R is considered the predominant language for data scientist and statisticians. Learn how to use R for your own data science projects.

Published on

4,593 Points

Prime numbers are natural numbers greater than 1 that have only two divisors (the number itself and 1). By “divisible” we mean dividend % divisor = 0 (% indicates MODULAR. It gives the reminder of a division operation). We’ll follow multiple approaches to find out if a number is prime. Let's find out if P is a prime number.

**Approach 1:** Divide P by all the numbers from 2 to P - 1. If any of these numbers is divided by P then P is not a prime number. The algorithm below returns false if P is divisible by any number between 2 and P - 1. Otherwise, P is a prime number and returns true.

**Approach 2:** Whenever there is a divisor greater than square-root(P), there must be another divisor less than or equal to square-root(P) but NOT greater than square-root(P). For example: Divisors of 20 are: 20 = 1, 2, 4, 5, 10 and 20. For each of these pairs there MUST be least one divisor that is less than or equal to square-root(P).

20 =**1** X 20

20 =**2** X 10

20 =**4** X 5

If we stopped finding divisors when current divisor i is 4, we could still get all the divisors.
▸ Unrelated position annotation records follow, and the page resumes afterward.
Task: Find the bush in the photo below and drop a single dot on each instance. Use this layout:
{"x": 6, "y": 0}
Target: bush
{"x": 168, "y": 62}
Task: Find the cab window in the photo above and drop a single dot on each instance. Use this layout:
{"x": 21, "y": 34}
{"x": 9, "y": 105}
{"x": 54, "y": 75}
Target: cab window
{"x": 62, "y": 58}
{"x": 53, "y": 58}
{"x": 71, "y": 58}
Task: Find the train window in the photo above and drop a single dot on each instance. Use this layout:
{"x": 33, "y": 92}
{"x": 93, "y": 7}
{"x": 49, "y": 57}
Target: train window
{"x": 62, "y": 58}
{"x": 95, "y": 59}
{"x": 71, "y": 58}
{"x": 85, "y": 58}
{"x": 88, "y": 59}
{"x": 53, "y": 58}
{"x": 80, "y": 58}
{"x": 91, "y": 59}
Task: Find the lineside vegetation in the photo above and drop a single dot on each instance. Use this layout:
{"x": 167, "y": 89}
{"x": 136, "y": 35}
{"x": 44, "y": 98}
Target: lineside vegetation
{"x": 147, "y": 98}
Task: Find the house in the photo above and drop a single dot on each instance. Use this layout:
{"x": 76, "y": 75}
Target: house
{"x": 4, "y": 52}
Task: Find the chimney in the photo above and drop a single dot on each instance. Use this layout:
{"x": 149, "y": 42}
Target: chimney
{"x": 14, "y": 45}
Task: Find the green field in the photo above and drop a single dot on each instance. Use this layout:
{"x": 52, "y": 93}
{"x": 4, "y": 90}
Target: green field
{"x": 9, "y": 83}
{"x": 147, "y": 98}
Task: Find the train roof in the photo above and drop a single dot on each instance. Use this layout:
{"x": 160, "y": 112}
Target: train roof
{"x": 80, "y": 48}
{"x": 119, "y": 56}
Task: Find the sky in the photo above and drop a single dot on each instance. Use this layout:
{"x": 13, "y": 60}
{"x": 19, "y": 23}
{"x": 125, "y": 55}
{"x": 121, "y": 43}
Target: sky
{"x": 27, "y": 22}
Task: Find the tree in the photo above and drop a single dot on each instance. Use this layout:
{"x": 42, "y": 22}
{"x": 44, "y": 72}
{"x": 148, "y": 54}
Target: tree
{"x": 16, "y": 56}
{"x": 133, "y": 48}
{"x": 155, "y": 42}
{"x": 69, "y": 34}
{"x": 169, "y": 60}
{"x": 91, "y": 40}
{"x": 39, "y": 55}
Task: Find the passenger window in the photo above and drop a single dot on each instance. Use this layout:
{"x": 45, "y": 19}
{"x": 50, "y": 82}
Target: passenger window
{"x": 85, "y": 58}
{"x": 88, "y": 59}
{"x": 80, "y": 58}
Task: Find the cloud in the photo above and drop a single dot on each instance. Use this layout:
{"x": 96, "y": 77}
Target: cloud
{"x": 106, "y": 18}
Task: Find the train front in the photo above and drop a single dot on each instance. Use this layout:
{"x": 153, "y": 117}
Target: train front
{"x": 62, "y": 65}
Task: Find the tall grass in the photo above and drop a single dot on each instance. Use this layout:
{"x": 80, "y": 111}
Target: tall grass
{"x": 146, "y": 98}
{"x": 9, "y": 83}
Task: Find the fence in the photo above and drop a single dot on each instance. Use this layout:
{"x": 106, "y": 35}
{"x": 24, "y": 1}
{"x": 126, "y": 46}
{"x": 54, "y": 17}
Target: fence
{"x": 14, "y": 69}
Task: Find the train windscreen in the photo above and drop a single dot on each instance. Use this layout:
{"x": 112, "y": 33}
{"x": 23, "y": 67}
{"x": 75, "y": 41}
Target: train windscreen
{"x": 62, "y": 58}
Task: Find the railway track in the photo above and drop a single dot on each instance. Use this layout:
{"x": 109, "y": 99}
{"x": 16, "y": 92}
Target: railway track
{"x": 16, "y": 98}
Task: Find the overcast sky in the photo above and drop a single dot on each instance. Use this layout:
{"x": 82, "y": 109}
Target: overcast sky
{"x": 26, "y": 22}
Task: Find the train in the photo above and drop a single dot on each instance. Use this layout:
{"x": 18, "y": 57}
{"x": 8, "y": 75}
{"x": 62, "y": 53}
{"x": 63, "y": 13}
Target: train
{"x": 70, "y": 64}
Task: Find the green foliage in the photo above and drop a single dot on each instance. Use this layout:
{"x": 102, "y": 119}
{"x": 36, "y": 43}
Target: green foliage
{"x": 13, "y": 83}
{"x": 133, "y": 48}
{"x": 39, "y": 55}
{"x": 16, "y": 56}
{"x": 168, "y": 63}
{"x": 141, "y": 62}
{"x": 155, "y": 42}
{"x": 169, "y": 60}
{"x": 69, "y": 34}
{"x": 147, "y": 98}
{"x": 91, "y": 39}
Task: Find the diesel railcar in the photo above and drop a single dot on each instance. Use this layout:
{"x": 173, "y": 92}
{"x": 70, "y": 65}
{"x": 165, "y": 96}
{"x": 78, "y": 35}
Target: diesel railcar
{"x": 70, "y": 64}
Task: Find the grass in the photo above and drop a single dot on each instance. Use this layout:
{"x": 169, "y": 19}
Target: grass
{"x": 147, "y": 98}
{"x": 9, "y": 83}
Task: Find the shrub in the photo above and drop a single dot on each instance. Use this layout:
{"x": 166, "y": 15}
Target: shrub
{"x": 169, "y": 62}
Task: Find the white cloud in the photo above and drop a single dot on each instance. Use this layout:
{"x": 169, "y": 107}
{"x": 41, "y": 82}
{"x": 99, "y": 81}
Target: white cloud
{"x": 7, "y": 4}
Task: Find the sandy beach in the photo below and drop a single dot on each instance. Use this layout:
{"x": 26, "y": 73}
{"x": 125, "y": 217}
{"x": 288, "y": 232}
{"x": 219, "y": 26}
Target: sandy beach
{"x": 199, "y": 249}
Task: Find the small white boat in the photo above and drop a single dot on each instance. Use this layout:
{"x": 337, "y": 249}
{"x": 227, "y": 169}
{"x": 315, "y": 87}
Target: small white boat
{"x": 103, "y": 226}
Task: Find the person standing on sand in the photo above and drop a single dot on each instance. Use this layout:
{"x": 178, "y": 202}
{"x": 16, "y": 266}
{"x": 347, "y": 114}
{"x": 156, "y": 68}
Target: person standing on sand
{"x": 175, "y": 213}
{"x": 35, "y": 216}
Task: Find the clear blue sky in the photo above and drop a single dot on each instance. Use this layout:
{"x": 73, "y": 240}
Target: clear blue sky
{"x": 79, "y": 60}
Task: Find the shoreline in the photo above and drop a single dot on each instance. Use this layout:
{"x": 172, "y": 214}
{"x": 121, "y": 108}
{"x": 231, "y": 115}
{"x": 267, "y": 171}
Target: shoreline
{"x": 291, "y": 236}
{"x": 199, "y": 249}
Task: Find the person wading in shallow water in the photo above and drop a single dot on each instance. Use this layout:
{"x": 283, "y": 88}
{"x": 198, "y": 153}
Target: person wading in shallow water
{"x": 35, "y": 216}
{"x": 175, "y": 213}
So, instead of looking for all numbers between 2 and (P - 1) we can do 2 to sqrt(P) which gives a faster solution.

**Approach 3:** The only prime number that is even is 2. Any other even number cannot be prime because all even numbers are divisible by 2. So, instead of dividing by all the numbers in range 0 to (P - 1) we’ll divide only by odd numbers up to sqrt(P).

**Approach 4:** Suppose we need to find prime numbers between 1 and 25. The algorithms described above are capable of providing a result but are not optimal. We might have to divide by the same divisor over and over again. For example, we are checking if each of the dividends below are being divided by 2 and 3.

1. Is 15 Prime? Divide 15 by 2 and 3 (2 to sqrt(15))

2. Is 20 Prime? Divide 20 by 2, 3 and 4 (2 to sqrt(20))

3. Is 25 Prime? Divide 20 by 2, 3, 4 and 5 (2 to sqrt(20))

There is another approach that finds prime numbers in a range optimally. Let's check steps for that algorithm while finding all prime numbers between 1 and 25. The first prime number is 2. Discard all multiples of 2 (except 2 itself) as they must not be prime numbers. Multiples of a prime number P or any natural number CANNOT be prime,**ignoring multiplcation by 1**.

2 3~~4~~ 5 ~~6~~ 7 ~~8~~ 9 ~~10~~ 11 ~~12~~ 13 ~~14~~ 15 ~~16~~ 17 ~~18~~ 19 ~~20~~ 21 ~~22~~ 23 ~~24~~ 25

Now discard multiples of 3

2 3~~4~~ 5 ~~6~~ 7 ~~8~~ ~~9~~ ~~10~~ 11 ~~12~~ 13 ~~14~~ ~~15~~ ~~16~~ 17 ~~18~~ 19 ~~20~~ ~~21~~ ~~22~~ 23 ~~24~~ 25

As we know that there will be not be a new prime number once we reach sqrt(n) we will continue this process until we reach sqrt(25) or 5. That is, discard all multiples of 2, 3, 4 and 5. This ancient algorithm is known as**Sieve of Eratosthenes**.

Discard multiples of 4

2 3~~4~~ 5 ~~6~~ 7 ~~8~~ ~~9~~ ~~10~~ 11 ~~12~~ 13 ~~14~~ ~~15~~ ~~16~~ 17 ~~18~~ 19 ~~20~~ ~~21~~ ~~22~~ 23 ~~24~~ 25

Discard multiples of 5

2 3~~4~~ 5 ~~6~~ 7 ~~8~~ ~~9~~ ~~10~~ 11 ~~12~~ 13 ~~14~~ ~~15~~ ~~16~~ 17 ~~18~~ 19 ~~20~~ ~~21~~ ~~22~~ 23 ~~24~~ ~~25~~

The remaining numbers are 2, 3, 7, 11, 13, 17, 19 and 23. Each of these numbers is prime. This method is very fast in cases where we need to search for prime numbers in a gigantic range.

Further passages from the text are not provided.